As I get older in years I have taken to rereading books from our home’s many bookshelves. We are a family of readers and some books have kept a thirty plus hold on the mind. For various reasons, the works of Colin M. Turnbull are certainly among those texts in the keeper list. This rereading reminds me of the ever developing sense of identity we have. If we are lucky enough to live on in decades, we live different lives. My wife and I have lived the lives of teachers for the past thirty two years and we brought the books we read and their ideas through this pedagogical work. Recently in rereading Turnbull’s book, The Human Cycle, I remembered how deftly he describes childhood among the Mbuti people while comparing it to his upbringing as a well to do member of the English/Scottish establishment. His insights remain profound and resonate deeper than ever as I ponder how new trends in western education harken to the types of schools and society we should and can create for children.
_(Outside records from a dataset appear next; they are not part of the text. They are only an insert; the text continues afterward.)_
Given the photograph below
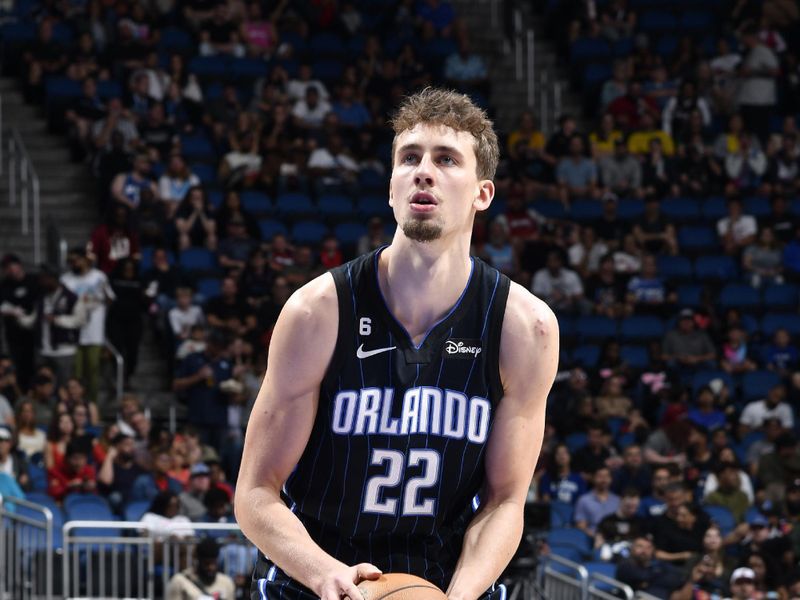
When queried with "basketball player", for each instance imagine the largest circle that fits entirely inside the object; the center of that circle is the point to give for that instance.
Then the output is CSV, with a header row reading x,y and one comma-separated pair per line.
x,y
403,407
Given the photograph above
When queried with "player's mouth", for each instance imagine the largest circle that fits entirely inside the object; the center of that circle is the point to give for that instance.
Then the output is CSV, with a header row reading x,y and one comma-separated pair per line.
x,y
423,202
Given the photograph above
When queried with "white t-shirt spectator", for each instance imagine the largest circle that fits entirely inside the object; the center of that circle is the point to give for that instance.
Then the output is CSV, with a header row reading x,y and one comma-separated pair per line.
x,y
94,290
742,228
755,413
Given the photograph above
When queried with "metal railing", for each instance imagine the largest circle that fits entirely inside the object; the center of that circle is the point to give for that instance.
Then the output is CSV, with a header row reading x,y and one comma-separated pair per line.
x,y
113,559
26,550
23,184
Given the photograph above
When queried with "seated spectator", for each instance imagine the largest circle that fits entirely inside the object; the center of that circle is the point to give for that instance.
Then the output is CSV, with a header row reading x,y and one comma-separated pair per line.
x,y
647,292
175,183
639,140
148,486
119,471
561,288
755,413
643,572
576,174
193,221
202,579
73,476
185,315
728,493
162,519
706,414
593,506
653,232
559,482
621,173
12,462
30,439
192,505
687,346
616,532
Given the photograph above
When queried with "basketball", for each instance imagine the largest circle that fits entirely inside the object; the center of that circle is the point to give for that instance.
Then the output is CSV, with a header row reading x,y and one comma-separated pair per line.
x,y
400,586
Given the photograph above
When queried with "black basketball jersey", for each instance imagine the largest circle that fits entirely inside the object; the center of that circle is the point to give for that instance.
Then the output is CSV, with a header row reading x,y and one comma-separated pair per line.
x,y
395,460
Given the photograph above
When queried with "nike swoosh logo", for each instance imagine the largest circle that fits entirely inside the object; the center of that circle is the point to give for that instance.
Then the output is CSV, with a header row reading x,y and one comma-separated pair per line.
x,y
361,353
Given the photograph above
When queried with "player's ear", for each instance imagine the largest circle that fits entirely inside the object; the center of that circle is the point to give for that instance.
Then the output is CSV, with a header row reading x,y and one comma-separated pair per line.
x,y
485,193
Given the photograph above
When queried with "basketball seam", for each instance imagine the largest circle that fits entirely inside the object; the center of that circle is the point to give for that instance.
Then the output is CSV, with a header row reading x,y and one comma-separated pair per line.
x,y
408,587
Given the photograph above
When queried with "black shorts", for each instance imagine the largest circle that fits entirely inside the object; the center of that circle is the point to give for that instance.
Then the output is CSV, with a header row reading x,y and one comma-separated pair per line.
x,y
273,584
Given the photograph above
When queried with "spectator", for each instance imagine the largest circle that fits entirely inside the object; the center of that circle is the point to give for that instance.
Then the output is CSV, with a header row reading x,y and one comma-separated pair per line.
x,y
616,532
561,288
31,440
74,476
643,572
162,519
728,493
559,482
621,173
119,472
592,507
755,413
193,221
149,485
758,70
94,291
687,346
203,579
576,175
18,297
192,505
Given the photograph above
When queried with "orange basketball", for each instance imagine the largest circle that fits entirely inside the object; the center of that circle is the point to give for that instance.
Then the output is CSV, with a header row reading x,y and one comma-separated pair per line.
x,y
400,586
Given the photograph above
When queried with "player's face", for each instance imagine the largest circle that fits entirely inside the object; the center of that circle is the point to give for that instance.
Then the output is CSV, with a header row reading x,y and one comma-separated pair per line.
x,y
434,188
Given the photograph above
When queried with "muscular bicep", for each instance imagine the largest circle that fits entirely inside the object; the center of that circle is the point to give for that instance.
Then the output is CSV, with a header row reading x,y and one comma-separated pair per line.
x,y
528,363
283,415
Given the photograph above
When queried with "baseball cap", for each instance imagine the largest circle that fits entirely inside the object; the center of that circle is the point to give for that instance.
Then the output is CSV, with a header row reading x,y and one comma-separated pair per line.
x,y
199,469
743,573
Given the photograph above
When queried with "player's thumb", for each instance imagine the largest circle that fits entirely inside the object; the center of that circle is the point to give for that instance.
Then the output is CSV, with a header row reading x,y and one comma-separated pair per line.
x,y
367,571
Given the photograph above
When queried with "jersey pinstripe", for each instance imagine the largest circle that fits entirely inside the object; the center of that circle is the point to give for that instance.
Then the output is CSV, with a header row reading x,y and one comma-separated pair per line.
x,y
395,457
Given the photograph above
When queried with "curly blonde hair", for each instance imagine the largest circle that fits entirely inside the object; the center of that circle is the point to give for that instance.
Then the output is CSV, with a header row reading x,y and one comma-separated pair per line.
x,y
437,106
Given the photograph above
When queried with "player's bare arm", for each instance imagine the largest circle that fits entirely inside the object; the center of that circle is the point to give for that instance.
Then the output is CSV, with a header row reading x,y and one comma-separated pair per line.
x,y
528,364
279,428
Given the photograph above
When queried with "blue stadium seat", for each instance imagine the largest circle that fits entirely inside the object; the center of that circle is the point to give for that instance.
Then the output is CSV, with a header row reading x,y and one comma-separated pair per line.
x,y
674,267
722,516
209,287
774,321
637,357
198,259
739,295
697,238
756,384
270,228
641,328
349,233
716,267
681,209
586,355
592,327
308,232
255,202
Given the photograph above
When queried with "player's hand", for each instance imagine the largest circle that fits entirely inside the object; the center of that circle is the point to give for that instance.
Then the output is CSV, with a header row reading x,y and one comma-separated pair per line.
x,y
342,583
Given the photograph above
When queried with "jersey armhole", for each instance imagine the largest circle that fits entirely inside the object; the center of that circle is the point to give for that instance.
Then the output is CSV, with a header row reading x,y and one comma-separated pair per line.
x,y
498,314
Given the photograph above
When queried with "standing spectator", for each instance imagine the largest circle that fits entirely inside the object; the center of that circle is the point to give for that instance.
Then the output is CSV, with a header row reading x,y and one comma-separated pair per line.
x,y
94,291
736,230
594,506
561,288
74,476
193,221
757,83
115,240
18,297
Mbuti children grow outward through exploration and discovery and inward through using their senses to find who they are as individuals. Their physical, intellectual,and spiritual selves are not segmented into different compartments but rather are constantly interacting as they become their indivisible selves. Mbuti children experience intense early physical connection with their mother and have a deep sense of family togetherness that link them to people and place. Mbuti life is complete with mutuality and as the child develops and faces challenges, they are able to face them and grow as individuals. Mbuti children grow up among family who are part of and connect with the spirit of life itself and this is what they draw from to understand variation in people and to find resolution in conflict.
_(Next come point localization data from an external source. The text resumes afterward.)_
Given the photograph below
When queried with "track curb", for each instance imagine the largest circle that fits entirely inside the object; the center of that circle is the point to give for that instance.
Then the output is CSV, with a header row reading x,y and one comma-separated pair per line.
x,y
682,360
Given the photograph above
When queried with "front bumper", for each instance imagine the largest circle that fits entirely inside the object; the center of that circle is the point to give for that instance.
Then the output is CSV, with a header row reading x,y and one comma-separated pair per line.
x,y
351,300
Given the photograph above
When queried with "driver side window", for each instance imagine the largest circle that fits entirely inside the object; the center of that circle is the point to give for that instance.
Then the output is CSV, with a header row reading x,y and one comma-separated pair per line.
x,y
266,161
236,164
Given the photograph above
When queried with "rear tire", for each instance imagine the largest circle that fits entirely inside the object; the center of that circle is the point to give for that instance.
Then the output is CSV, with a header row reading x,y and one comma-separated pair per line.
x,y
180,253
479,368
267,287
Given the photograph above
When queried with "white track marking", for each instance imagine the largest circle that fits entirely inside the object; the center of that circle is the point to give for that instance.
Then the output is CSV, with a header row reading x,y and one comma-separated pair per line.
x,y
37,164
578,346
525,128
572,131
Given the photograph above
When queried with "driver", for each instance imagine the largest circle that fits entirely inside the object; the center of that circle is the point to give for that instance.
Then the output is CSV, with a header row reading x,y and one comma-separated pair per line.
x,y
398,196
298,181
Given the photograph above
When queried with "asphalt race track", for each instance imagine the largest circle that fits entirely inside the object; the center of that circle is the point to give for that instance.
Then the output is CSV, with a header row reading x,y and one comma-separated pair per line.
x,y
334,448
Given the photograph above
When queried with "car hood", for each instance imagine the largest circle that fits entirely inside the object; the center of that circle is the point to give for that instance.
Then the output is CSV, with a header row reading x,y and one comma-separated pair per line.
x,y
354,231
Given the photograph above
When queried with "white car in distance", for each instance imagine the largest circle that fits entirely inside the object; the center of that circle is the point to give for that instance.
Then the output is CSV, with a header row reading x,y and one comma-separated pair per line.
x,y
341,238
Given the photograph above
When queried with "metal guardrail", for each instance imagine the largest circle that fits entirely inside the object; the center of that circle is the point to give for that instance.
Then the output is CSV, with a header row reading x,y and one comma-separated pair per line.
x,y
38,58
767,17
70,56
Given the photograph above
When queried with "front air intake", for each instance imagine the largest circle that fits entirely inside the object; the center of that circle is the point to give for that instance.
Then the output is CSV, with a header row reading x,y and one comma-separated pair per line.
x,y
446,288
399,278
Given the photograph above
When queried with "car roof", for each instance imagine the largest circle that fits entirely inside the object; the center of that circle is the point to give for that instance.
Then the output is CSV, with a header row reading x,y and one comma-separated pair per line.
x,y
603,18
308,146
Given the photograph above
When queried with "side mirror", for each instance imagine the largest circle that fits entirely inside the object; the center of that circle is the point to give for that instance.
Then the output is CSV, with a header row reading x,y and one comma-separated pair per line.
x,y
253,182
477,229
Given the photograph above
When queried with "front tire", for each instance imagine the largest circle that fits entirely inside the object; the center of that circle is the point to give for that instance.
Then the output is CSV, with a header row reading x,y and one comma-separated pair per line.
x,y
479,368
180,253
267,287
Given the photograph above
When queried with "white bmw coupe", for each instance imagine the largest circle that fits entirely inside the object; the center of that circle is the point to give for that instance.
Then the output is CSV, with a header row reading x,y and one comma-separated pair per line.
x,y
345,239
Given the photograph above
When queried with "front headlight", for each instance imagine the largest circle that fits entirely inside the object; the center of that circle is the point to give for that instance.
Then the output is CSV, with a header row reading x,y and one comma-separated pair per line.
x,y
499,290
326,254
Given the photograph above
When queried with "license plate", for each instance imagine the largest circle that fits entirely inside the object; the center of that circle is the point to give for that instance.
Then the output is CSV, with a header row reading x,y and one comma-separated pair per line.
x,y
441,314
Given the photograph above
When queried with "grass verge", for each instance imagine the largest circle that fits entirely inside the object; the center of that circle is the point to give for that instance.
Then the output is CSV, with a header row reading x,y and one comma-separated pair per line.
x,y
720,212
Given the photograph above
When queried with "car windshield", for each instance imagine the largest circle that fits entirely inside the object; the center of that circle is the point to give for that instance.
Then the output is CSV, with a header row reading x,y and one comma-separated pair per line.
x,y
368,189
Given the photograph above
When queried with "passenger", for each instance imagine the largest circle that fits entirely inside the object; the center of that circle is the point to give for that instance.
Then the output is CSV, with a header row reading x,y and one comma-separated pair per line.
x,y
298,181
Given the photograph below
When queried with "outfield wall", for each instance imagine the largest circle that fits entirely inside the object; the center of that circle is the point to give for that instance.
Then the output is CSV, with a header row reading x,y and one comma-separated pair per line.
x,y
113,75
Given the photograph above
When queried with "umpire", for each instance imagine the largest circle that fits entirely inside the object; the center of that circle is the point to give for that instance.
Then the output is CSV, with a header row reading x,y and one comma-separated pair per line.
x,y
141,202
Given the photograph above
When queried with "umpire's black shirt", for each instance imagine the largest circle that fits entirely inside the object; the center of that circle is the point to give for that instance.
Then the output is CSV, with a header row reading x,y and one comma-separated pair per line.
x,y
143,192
As we have entered into the twenty first century, now almost two decades in, many schools are recognizing skills or practices that seem necessary to survive and thrive in this modern day while also serving humans in any time and context. Many are calling them the 4Cs or more than 4Cs. They speak to the notion that not only do we need adults to be collaborative and creative but that childhood should be replete with opportunities for children to work together in collaborative ways rather than competitive ways and to learn from adult models who do the same. More and more we are creating opportunities for children and teachers to work together and connect themselves to the world around them. More and more we are trying to create school and classroom cultures that create conditions that allow children to work together while also allowing them to use all their senses and talents to find themselves as individuals. All of this work is emergent or re-emergent and is a far cry from the dividing, separating, and often dehumanizing contexts we have created in the name of school for many many years in western institutions.
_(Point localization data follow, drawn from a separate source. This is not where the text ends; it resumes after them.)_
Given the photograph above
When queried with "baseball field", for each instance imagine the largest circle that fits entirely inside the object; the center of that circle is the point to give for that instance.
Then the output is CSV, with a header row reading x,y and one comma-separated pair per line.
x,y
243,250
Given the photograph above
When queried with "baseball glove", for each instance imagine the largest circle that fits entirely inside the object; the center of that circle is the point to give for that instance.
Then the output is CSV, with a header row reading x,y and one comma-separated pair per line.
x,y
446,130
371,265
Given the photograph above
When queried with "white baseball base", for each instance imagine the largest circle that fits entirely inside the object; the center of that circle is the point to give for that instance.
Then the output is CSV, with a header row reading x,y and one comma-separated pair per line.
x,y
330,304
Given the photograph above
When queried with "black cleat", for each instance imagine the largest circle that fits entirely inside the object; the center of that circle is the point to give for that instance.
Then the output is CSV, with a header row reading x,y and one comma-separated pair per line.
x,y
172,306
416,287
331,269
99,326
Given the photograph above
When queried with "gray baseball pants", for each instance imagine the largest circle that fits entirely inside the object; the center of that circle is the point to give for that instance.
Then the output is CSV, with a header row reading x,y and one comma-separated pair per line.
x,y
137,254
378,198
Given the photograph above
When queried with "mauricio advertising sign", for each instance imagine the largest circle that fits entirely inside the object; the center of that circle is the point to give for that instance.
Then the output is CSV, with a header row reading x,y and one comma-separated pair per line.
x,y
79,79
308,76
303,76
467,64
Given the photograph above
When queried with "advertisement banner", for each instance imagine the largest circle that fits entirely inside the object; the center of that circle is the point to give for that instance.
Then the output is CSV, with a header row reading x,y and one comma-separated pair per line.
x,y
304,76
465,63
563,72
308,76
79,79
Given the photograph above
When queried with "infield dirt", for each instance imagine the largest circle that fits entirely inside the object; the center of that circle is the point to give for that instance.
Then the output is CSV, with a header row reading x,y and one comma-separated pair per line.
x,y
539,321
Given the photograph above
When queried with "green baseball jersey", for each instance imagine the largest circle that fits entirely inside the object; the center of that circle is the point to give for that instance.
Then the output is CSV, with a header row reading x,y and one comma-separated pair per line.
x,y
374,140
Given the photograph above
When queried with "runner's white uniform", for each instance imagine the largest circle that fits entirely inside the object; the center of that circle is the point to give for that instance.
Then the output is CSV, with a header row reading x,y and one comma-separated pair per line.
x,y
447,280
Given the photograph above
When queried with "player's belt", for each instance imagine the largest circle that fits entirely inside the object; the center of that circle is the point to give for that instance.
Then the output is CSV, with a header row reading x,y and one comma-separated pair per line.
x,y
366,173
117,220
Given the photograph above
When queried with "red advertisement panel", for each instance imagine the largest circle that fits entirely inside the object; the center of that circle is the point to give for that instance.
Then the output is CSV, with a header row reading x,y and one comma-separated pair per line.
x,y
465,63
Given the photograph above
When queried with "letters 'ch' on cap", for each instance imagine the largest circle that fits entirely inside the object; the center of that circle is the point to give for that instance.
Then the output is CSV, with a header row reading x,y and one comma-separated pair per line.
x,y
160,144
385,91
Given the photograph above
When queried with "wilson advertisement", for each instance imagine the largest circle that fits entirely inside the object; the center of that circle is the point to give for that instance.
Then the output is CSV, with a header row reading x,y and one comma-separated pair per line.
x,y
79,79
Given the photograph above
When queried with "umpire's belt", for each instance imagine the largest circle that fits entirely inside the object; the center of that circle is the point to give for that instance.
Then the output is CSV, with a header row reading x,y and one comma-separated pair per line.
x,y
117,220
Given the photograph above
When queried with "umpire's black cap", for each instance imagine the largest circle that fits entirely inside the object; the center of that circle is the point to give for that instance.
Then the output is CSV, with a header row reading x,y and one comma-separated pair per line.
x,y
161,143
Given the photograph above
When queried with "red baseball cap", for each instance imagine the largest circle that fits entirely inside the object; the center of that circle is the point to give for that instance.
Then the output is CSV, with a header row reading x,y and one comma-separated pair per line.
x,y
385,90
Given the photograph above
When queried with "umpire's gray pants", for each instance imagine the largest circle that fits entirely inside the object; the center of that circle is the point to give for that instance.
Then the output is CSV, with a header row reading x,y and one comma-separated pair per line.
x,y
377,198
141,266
Teachers have long worked within these constraining confines, some subverted them quietly and others reinforced them while most intuitively understand that raising children in fragmented, competition, highly standardized, factory like settings is not a natural condition for the human species. Still, Turnbull’s deep anthropological work does not glorify a native existence. It tells it like it is, but his comparison to the cruelty and distance of his own upbringing gives us all an easy opportunity to reflect on what we want and what we can design for children in terms of their learning environments. To this aim, I say Bravo to all our nation’s schools that are putting communication, collaboration, creativity, and critical thinking first and a Bravissimo to those who add caring as a quintessential “C.”